6.11.0 exhibits the same problem where there is no output. There must a signal established though, since the monitor doesn't complain about "No signal". However, the boot process is stuck. Using the radeon driver works as expected.
(In reply to Alexandre Demers from comment #1) > Since I had not encountered this problem until recently (the HD7850 was > sitting as the primary GPU until my secondary GPU had to be replaced), I > tried to inverse the primary GPU (RX 5500 XT) with the secondary GPU > (HD7850). > > So, when the HD7850 sits as the primary GPU, it still doesn't output any > video on 6.13.7 and it freezes. For precision, when I say "it freezes", I mean the GPUs freeze: no output on any of the GPUs. However, I still see activity on the front light of the computer, so the kernel itself is still running. If I connect the monitor on the RX 5500 XT in this configuration (sitting as secondary GPU) before booting, the RX 5500 XT works properly until I try to connect the monitor to the HD7850 (then, no output on any GPU after that). Alexandre > > However, it works properly on 6.10.2 when sitting as primary (the HD7850 > still doesn't output anything when sitting as the secondary GPU, but it > doesn't crash. Thus, this seems be a different issue). > > I'll try to narrow it down a bit more to figure out if it was introduced > between 6.10 and 6.13.

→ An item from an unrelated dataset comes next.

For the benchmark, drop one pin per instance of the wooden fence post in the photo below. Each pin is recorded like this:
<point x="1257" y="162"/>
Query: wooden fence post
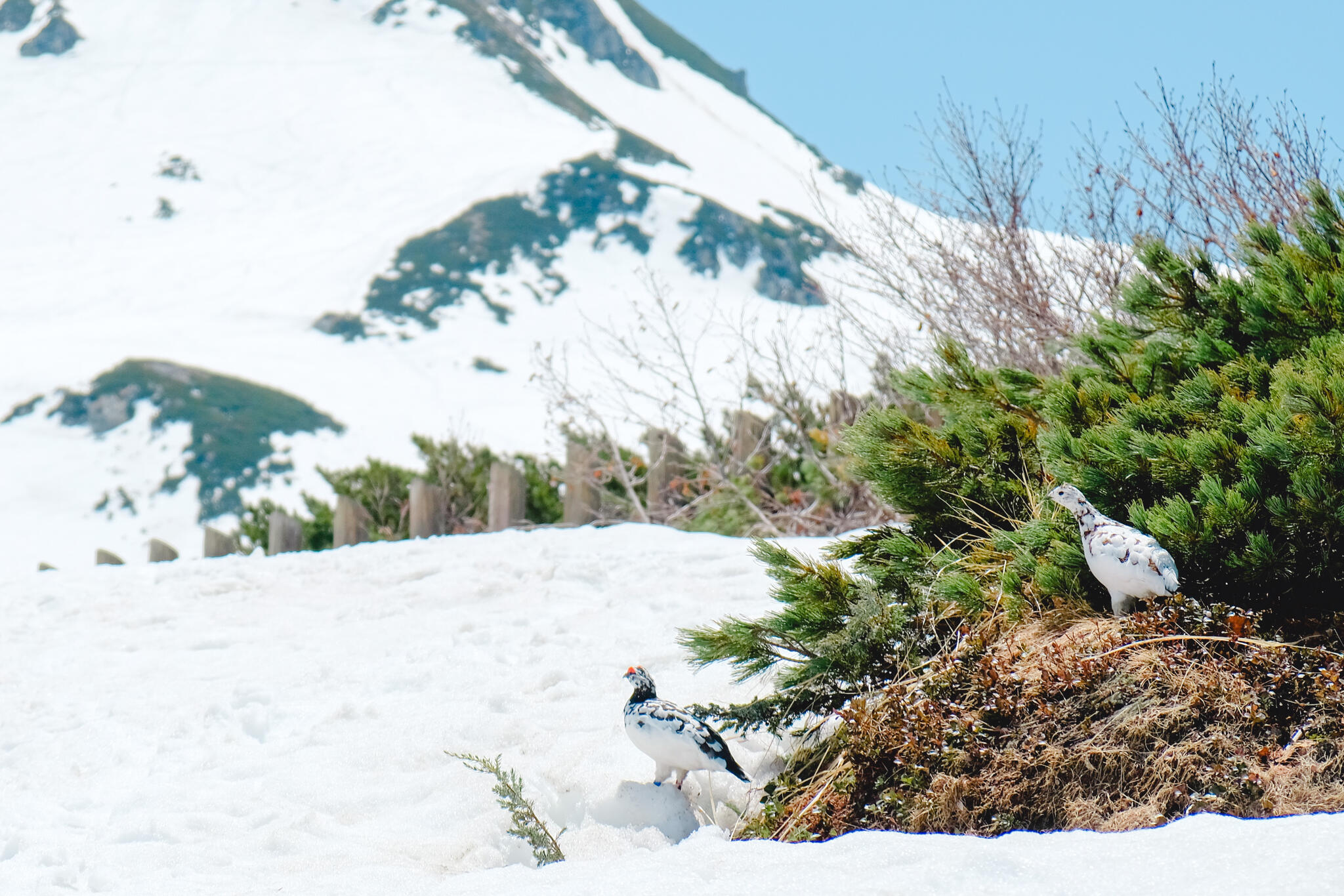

6.12.0 was already "Oopsing". I hadn't checked if 6.11.0 was "oopsing" in the log though before testing 6.12.0, I'll have to check it out later.
bisecting found out the following culprit: e6a901a00822659181c93c86d8bbc2a17779fddc is the first bad commit commit e6a901a00822659181c93c86d8bbc2a17779fddc (HEAD) Author: Wenjing Liu <wenjing.liu@amd.com> Date: Wed Apr 17 15:23:08 2024 -0400 drm/amd/display: use even ODM slice width for two pixels per container [why] When optc uses two pixel per container, each ODM slice width must be an even number. [how] If ODM slice width is odd number increase it by 1. Reviewed-by: Dillon Varone <dillon.varone@amd.com> Acked-by: Wayne Lin <wayne.lin@amd.com> Signed-off-by: Wenjing Liu <wenjing.liu@amd.com> Tested-by: Daniel Wheeler <daniel.wheeler@amd.com> Signed-off-by: Alex Deucher <alexander.deucher@amd.com>
Looking at the commit, this bug probably affects a wider range of GPUs since DCE12.0 and DCE8.0 rely on the change applied to DCE11.0
DCE6's dce60_tg_funcs structure is missing .is_two_pixels_per_container = dce110_is_two_pixels_per_container It seems the fix is already in 6.14-rc7.
For reference, commit e204aab79e01bc8ff750645666993ed8b719de57
It will be patched in upcoming 6.14, but this should be backported.